BFD – Sub-second Failure Detection
If there’s no BFD
If you have two routers directly connected, like here:
In this case, it is normal that one of them will remove the routes learned from the other if the other one goes down completely. It is because the link will go to down state and the routing protocol adjacency will disappear.
If two routers are connected through an L2 device (switch) like down here:
In this case, when one of them goes down, it will not take down the interface of the L3 neighbour (other router) because the switch will still work fine and it will keep the other half of the like up:
If that’s the case, you will depend on routing protocol timers which are the failure detection mechanisms implemented in the routing protocol itself. Routing protocol timers will need to expire in order to bring the router adjacency down and start the convergence to some other path towards the destinations.

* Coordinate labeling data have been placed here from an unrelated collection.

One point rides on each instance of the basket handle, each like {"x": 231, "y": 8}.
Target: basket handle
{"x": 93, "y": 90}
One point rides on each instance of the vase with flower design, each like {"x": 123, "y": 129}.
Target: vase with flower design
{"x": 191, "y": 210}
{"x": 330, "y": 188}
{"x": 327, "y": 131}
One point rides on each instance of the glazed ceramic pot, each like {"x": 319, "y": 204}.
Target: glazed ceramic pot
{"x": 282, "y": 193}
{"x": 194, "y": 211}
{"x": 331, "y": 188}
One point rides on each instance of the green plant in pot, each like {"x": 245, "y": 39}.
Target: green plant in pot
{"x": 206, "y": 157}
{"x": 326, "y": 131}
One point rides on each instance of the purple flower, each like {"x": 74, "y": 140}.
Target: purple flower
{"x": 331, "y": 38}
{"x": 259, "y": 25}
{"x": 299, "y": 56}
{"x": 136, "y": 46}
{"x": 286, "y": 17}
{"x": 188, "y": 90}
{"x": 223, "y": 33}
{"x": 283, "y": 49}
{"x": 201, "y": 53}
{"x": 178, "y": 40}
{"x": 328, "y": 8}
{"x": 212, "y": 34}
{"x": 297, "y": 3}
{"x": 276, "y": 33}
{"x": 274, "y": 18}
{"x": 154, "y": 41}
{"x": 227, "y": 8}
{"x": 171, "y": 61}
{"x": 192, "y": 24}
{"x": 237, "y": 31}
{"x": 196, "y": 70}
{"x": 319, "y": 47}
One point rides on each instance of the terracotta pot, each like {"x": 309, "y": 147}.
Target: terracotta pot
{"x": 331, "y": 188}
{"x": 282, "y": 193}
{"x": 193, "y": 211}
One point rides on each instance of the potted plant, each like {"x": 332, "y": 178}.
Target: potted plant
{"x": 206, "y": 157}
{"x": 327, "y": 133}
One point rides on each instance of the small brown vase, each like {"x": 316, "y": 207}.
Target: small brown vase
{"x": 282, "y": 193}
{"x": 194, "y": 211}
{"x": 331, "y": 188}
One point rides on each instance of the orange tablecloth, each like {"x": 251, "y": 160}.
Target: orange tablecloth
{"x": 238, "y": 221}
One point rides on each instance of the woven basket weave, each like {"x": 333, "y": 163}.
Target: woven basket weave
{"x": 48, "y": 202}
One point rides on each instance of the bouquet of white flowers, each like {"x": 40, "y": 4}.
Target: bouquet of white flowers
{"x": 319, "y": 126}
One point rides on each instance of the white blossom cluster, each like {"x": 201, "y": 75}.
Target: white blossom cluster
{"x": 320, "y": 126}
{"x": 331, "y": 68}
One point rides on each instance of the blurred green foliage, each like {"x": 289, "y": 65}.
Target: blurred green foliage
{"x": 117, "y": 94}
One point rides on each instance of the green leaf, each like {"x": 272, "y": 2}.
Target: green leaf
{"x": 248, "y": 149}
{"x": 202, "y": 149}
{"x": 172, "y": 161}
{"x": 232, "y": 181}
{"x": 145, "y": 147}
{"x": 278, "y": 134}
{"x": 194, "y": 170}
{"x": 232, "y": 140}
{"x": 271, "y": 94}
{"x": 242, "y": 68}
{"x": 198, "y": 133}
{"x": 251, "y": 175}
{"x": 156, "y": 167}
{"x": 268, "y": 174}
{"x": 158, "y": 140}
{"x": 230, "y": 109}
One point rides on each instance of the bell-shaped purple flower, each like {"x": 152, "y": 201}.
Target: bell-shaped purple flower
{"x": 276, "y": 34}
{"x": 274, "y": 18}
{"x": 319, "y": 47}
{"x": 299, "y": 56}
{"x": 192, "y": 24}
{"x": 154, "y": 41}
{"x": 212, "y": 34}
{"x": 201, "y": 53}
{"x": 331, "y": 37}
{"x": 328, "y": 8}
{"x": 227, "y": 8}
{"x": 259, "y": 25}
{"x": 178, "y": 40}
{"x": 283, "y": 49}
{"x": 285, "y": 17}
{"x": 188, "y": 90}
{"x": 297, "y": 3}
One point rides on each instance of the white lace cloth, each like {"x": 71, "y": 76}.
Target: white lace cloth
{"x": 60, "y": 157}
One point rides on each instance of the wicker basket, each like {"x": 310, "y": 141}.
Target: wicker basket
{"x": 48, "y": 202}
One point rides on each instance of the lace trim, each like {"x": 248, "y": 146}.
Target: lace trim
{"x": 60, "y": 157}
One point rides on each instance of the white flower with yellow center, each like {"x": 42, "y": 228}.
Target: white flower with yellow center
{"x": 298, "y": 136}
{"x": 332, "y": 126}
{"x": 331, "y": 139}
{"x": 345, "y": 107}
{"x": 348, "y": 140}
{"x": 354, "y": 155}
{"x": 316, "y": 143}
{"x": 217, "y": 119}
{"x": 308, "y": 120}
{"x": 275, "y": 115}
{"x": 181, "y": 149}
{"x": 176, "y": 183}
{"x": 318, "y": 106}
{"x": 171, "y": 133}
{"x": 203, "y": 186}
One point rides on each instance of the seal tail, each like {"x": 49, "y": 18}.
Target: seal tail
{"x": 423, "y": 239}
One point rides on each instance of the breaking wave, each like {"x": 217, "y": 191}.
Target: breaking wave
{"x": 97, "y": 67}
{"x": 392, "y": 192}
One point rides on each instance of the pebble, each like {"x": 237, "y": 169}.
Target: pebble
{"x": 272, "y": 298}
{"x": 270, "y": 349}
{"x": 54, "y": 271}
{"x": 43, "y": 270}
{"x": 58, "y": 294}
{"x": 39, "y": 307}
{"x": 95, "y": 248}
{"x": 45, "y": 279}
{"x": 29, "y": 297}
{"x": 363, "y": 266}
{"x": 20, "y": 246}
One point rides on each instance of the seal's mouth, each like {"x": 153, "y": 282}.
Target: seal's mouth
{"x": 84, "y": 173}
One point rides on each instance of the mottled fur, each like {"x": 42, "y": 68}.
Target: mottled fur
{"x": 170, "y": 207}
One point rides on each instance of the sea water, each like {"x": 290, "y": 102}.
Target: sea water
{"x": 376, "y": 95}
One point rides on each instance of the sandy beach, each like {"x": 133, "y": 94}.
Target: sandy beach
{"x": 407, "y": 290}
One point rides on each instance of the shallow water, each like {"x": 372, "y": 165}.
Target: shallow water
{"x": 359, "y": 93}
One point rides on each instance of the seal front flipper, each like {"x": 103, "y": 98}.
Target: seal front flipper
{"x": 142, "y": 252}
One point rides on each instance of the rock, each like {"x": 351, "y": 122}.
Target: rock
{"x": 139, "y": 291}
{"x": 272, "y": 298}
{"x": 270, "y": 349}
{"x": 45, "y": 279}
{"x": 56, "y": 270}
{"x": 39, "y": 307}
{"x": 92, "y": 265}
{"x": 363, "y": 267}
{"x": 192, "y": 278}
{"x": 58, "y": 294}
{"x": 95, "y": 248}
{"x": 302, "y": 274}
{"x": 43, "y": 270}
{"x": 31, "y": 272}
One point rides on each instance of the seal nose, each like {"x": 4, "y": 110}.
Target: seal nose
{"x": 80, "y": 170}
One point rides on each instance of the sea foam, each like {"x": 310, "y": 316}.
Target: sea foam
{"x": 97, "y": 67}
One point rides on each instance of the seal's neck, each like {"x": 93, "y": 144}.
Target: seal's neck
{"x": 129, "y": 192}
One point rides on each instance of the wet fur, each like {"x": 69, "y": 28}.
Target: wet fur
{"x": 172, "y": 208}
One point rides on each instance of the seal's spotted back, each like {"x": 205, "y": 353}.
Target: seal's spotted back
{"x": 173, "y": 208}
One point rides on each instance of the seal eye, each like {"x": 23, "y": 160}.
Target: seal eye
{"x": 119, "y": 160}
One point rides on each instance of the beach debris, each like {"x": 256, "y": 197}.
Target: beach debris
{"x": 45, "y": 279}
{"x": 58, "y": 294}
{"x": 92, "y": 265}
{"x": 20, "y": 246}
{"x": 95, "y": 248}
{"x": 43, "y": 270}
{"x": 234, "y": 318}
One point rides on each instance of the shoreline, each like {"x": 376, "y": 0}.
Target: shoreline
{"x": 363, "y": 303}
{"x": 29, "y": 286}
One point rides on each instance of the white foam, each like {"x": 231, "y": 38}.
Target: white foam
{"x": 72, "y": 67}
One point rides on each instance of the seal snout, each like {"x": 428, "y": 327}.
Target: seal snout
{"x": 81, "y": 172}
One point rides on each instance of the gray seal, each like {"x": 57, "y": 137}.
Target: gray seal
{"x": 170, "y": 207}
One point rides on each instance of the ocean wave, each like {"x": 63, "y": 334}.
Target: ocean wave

Routing protocols timers are not a bad mechanism and they can be tuned so that they detect the failure faster.
EIGRP hello and hold timers can be tuned to get you somewhere around 1 second for failure detection and the start of convergence. With IS-IS and OSPF you can enable fast hello option and this can get also to 1 second for failure detection.
You can probably guess by now that to speed things up the BFD from the title will be the best solution.
Whats is BFD?
To make failure detection fast, like really fast, like sub-second fast you should use BFD. BFD, which is a separate protocol for communication failure detection, uses small overhead probe packets (like smallish hello packets) that are sent many times in a second in order to get you to sub-second detection of communication failure.